Beschlüsse des 4. Laterankonzils zur Ausgrenzung der Juden, 30. Nov. 1215
Je mehr die Christenheit im Zinsnehmen beschränkt wird, desto stärker wächst die Treulosigkeit der Juden ihnen über den Kopf, so dass in kurzer Zeit das Vermögen der Christen erschöpft wird. Wir wollen also in diesem Stück für die Christen sorgen, damit sie nicht maßlos durch die Juden beschwert werden. Wir bestimmen demnach durch Synodaldekret, dass, wenn unter irgendeinem Vorwand die Juden von Christen unmäßige Zinsen erpressen, ihnen der Verkehr mit den Christen entzogen werde, bis sie ihnen wegen der unmäßigen Belastung eine angemessene Genugtuung gegeben haben.
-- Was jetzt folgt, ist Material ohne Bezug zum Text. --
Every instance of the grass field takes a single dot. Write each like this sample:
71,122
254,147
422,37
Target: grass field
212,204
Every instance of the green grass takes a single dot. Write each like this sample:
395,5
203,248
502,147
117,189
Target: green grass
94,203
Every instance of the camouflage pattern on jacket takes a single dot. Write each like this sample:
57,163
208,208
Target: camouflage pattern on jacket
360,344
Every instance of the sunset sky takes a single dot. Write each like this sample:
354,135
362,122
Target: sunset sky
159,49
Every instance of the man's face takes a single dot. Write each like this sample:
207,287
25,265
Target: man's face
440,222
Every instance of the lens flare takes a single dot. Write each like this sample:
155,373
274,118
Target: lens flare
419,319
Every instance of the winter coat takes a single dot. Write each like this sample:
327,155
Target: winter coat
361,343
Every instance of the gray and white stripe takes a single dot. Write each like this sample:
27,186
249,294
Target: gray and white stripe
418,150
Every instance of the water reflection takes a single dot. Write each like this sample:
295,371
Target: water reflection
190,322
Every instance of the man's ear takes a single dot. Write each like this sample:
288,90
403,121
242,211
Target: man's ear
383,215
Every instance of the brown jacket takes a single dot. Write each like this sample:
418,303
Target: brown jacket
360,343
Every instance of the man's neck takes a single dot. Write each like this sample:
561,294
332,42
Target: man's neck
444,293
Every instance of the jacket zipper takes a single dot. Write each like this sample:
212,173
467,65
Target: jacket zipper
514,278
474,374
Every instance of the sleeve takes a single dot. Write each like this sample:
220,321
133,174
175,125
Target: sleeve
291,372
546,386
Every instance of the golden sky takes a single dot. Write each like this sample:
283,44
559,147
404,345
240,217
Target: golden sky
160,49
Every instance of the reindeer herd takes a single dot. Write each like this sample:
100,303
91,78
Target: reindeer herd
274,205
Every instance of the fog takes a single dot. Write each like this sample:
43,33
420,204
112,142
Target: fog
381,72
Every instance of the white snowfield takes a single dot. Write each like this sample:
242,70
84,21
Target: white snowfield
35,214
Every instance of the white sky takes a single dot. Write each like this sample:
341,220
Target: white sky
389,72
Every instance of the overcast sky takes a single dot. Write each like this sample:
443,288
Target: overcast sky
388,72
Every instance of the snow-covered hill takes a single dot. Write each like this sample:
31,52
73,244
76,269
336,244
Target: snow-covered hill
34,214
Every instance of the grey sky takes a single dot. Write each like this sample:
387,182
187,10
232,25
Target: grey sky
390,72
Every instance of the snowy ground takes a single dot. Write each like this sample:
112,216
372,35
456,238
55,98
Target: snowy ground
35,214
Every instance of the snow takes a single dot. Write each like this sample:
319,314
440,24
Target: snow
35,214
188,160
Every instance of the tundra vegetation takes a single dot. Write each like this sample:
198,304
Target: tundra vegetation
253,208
Auch die Christen sollen, wenn nötig, durch Kirchenstrafen, zunächst unter Ausschluss des Berufungsweges, angehalten werden, sich des Handels mit ihnen zu enthalten. Den Fürsten aber legen wir auf, dass sie deswegen den Christen nicht feind sein sollen, sondern sich vielmehr bemühen, die Juden von solcher Beschwerung der Christen abzuhalten. Mit derselben Strafe haben wir beschlossen, die Juden anzuhalten, dass sie den Kirchen Genugtuung bezüglich der schuldigen Zehnten und Opferpfennige geben, welche die Kirchen von den Christen für Häuser und andere Besitztümer zu bekommen pflegten, bevor letztere an die Juden unter irgendeinem Rechtstitel gekommen sind, damit auf diese Weise die Kirchen schadlos gehalten werden.
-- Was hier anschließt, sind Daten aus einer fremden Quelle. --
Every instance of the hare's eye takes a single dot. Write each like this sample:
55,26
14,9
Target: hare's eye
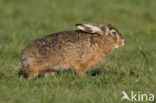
114,33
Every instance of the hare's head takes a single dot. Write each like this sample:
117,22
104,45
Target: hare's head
109,32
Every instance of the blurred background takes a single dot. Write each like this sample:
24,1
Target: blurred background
22,21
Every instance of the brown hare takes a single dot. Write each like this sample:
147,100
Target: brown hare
78,49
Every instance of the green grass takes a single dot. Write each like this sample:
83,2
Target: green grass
22,21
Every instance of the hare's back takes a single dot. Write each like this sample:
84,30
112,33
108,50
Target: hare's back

In einigen Provinzen unterscheidet Juden oder Sarazenen von den Christen die K l e i d u n g, aber in anderen ist eine solche Regellosigkeit eingerissen, dass sie durch keine Unterscheidung kenntlich sind. Es kommt daher manchmal vor, dass irrtümlich Christen mit jüdischen oder sarazenischen und Juden oder Sarazenen mit christlichen Frauen sich vermischen. Damit also den Ausschweifungen einer so abscheulichen Vermischung in Zukunft die Ausflucht des Irrtums abgeschnitten werde, bestimmen wir, dass Juden und Sarazenen beiderlei Geschlechts in jedem christlichen Land und zu jeder Zeit durch ihre Kleidung öffentlich sich von den anderen Leuten unterscheiden sollen, zumal da man schon bei Moses liest, dass ihnen eben dies auferlegt ist. An den letzten drei Tagen vor Ostern aber und am ersten Passionssonntag (Judica), sollen sie sich überhaupt nicht öffentlich zeigen und zwar deswegen, weil einige von ihnen, wie wir gehört haben, sich nicht scheuen, an solchen Tagen erst recht geschmückt einherzugehen und die Christen, welche zum Gedächtnis der allerheiligsten Passion die Zeichen der Trauer anlegen, zu verspotten. Dies aber verbieten wir aufs strengste, damit sie sich nicht herausnehmen, zur Schmach des Erlösers ihre Freude zu zeigen. Und da wir die Beschimpfung dessen, der unsere Schuld getilgt hat, nicht verleugnen dürfen, so befehlen wir, dass derartige Frevler durch die weltlichen Fürsten, durch Auflegung einer angemessenen Strafe, gedämpft werden, damit sie nicht wagen, den für uns Gekreuzigten zu lästern.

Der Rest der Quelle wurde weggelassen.